Despite its initial discovery in China, no recent collections of this species have been reported from the country. However, additional specimens have been found in Bhutan. In 1979, a specimen was collected near a large waterfall above Namning, southeast of Sengor in the Mongar District, at an elevation of approximately 2730 m. Another specimen was collected in 2000 from the east side of Pang La, at an elevation of 3580 m.

==Conservation==

Schistochila macrodonta was first listed in the IUCN world red list of bryophytes in 2000. The species is classified as Endangered, primarily due to its extremely restricted distribution and ongoing habitat decline. Its known area of occupancy spans less than 500 km2, encompassing just two confirmed localities across China and Bhutan. While the specific threats to S. macrodonta are not fully documented, its conservation status is concerning due to several factors. The species occurs in areas where habitat degradation is ongoing, and its highly specific habitat requirements—including its preference for damp, shaded forest environments—may make it particularly vulnerable to environmental changes. The current population trend remains unknown, highlighting the need for additional research and monitoring.

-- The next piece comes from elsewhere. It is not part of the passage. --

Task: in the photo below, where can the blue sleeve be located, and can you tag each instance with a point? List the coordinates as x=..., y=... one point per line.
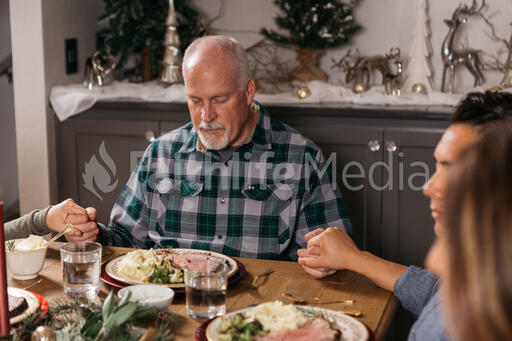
x=414, y=289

The species' rarity presents a significant challenge for conservation efforts. Despite botanical surveys in the region, S. macrodonta has only been documented from its original location in Yunnan's monsoon forests and in Bhutan's wet mixed broad-leaved forests. This limited distribution, combined with the general threats to these forest ecosystems, suggests that focused conservation measures may be necessary to ensure the species' long-term survival.